Não me esqueço da primeira vez que andei de avião, ainda criança, e da emoção que envolveu essa experiência. Enquanto português, tenho pela TAP um especial carinho, aliás tal como muitos portugueses, tendo em conta o seu papel crucial na ligação com a diáspora dispersa por três continentes.
Isto dito, o que me importa enquanto cidadão e contribuinte é o carácter estratégico da TAP, pelo volume de emprego que gera directamente e, de forma indirecta, nas empresas situadas a montante ou a jusante da cadeia de valor do sector onde actua. A TAP é uma empresa estratégica também pelas tecnologias que usa e desenvolve, pelas técnicas de gestão avançadas susceptíveis de serem replicadas por outras, pelos impostos que aqui paga, pela acumulação de capital físico e intangível que deixa em Portugal e pelas pessoas que desenvolve.
Interessam-me as questões relacionadas com a eficiência, e por isso a iniciativa e a gestão privada tendem, com excepções, derivadas de falhas de mercado, a produzir melhores soluções. Mas além disso valorizo também os aspectos distributivos decorrentes da riqueza criada pela maior eficiência e o seu impacto sobre a coesão e o desenvolvimento social.
Por tudo isto, e por muito mais, entendo mal a antipatia de alguns em relação a uma ajuda estatal à TAP. Uma antipatia ainda mais difícil de perceber se se reparar que diversos países europeus não hesitaram em ajudar as suas companhias aéreas.

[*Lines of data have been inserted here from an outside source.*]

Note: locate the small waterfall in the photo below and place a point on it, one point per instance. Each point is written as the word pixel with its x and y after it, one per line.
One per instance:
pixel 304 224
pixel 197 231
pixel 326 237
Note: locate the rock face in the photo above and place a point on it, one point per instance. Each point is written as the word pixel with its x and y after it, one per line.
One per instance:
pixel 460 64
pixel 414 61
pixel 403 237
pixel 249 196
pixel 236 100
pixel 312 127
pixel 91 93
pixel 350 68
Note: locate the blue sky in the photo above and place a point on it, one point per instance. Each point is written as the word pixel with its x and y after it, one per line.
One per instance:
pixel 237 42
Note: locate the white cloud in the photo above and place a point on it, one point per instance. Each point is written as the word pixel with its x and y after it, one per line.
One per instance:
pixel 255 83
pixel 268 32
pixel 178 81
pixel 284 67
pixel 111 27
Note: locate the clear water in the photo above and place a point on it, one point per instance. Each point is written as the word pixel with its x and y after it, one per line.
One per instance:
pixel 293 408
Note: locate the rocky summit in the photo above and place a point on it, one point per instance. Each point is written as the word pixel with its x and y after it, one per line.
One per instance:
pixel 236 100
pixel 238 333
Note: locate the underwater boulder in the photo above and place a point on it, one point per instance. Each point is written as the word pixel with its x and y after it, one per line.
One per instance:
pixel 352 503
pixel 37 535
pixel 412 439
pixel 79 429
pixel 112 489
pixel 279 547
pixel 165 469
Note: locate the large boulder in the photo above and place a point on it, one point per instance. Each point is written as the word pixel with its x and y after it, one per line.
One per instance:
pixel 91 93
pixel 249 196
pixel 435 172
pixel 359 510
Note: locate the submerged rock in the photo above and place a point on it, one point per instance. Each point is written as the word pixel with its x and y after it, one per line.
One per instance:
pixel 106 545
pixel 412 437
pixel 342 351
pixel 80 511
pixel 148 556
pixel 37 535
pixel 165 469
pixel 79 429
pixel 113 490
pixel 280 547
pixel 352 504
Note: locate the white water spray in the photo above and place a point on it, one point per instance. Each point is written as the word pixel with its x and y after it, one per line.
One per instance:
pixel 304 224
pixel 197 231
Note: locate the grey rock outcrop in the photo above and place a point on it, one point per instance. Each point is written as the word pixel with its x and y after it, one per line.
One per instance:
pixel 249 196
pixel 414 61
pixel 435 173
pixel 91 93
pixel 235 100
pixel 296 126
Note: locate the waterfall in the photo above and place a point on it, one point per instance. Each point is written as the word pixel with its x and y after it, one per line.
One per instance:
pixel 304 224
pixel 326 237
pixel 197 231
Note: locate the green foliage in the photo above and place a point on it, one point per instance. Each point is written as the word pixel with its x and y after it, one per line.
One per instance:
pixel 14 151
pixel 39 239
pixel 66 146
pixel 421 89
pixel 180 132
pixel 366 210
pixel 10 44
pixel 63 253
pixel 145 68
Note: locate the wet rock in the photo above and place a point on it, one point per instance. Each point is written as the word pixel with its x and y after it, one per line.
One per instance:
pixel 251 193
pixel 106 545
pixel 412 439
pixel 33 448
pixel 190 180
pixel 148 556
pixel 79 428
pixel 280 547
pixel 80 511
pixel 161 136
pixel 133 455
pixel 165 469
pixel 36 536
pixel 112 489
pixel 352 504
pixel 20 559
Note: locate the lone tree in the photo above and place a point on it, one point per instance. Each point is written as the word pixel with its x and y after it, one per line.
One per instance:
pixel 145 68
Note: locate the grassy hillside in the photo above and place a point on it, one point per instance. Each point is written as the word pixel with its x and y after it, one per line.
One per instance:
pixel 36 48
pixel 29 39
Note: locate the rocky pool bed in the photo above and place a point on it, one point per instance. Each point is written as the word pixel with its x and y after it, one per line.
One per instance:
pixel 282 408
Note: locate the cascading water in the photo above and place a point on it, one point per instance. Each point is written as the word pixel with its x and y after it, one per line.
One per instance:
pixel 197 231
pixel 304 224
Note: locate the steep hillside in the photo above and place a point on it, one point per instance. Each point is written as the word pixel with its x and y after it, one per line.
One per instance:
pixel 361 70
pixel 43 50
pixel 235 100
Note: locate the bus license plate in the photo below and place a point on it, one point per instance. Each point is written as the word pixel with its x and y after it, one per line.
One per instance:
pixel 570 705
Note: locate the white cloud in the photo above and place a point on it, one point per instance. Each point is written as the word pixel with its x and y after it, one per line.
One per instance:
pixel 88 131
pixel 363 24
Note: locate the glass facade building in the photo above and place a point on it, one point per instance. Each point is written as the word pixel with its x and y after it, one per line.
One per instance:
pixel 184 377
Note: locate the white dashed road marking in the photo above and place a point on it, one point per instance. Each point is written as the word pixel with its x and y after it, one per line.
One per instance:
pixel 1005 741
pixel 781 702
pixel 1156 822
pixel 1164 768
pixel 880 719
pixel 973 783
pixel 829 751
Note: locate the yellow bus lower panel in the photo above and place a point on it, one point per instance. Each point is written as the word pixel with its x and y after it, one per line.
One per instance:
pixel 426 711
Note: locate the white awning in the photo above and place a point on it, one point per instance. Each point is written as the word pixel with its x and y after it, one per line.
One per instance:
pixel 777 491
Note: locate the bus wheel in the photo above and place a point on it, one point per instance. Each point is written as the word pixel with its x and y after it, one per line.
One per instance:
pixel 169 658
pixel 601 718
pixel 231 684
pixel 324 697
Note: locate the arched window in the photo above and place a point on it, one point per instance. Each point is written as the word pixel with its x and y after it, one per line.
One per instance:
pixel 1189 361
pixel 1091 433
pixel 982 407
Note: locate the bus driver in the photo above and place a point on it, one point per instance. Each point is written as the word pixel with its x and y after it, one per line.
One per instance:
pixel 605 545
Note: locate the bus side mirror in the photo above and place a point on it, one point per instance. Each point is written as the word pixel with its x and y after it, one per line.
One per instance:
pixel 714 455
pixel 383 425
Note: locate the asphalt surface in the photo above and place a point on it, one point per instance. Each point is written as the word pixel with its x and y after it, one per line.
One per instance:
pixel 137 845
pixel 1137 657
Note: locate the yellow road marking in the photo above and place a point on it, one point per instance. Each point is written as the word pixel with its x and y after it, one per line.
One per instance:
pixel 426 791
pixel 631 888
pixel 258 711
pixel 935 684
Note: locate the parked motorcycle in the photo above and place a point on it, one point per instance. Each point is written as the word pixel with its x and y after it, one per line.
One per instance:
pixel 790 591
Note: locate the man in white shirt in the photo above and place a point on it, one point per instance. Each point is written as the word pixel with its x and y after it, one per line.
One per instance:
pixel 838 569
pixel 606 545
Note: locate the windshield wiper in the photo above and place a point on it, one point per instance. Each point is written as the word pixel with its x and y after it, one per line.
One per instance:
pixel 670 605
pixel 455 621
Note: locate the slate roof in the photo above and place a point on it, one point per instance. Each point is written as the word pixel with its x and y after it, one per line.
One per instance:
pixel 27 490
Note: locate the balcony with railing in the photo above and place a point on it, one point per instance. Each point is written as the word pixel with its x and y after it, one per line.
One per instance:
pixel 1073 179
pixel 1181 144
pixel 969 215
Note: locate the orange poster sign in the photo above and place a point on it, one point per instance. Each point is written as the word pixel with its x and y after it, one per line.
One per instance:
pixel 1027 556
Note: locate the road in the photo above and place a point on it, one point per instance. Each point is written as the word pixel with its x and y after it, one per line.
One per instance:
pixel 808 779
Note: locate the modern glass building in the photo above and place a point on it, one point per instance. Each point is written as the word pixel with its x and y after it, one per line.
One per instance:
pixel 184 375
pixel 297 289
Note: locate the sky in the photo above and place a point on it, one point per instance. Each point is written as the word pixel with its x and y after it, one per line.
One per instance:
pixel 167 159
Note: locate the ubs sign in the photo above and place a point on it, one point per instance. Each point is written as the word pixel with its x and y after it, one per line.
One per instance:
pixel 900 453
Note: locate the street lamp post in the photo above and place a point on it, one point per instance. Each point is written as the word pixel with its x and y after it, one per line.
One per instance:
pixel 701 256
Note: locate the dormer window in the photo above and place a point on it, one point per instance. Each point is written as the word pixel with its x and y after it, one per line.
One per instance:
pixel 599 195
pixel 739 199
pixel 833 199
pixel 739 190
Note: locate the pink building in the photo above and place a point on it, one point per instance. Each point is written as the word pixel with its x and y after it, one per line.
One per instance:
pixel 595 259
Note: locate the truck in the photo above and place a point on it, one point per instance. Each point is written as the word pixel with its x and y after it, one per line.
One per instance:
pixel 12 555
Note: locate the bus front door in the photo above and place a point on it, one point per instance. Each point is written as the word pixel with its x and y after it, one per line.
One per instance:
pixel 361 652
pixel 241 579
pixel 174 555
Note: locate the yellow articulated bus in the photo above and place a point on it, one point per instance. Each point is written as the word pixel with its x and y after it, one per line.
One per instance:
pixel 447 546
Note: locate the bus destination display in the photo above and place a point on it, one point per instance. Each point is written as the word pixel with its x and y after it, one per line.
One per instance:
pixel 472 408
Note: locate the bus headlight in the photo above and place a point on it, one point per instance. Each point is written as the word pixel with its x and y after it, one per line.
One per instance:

Na última década, a TAP foi uma peça central na aproximação que fez ao Brasil, o facto estratégico mais marcante dos últimos 70 anos na relação bilateral. A TAP desempenhou um papel estratégico com brutal impacto diplomático, económico, demográfico e social. Em poucos anos, no Brasil passámos a ser vistos como um país que valia a pena visitar, viver, investir e adquirir produtos. Mais recentemente, o mesmo movimento estava a ocorrer na relação com os EUA. Acresce que a TAP, com a sua dinâmica empresarial e estratégica, catalisou a transformação do aeroporto de Lisboa no maior polo empregador do país.
Comparar o papel estratégico que a TAP tem desempenhado, em benefício do interesse nacional, com o papel no mercado das companhias low cost só pode ser ignorância ou desonestidade intelectual.
Uma empresa estratégica é do interesse de toda a sociedade. Não é um assunto que interesse apenas aos accionistas e aos gestores por eles nomeados, mas diz respeito a todos os stakeholders: aos trabalhadores, organizados pelos sindicatos, aos clientes, aos fornecedores e aos cidadãos representados pelo Estado. Uma empresa estratégica não pode depender da vontade exclusiva dos accionistas e nenhum stakeholder se pode demitir das suas responsabilidades, sejam elas companhias aéreas, na área das infraestruturas, concessionárias de serviços públicos, ou bancos.
Desenganem-se todos aqueles que pensam em aproveitar a pandemia para, no recato dos seus gabinetes de administração, ignorarem ou menosprezarem os legítimos interesses dos trabalhadores, ou da sociedade onde se inserem, desenhando reestruturações que transferem de forma assimétrica os custos para os outros. Nem pensem que o vão conseguir fazer e muito menos pela calada.
O autor escreve de acordo com a antiga ortografia.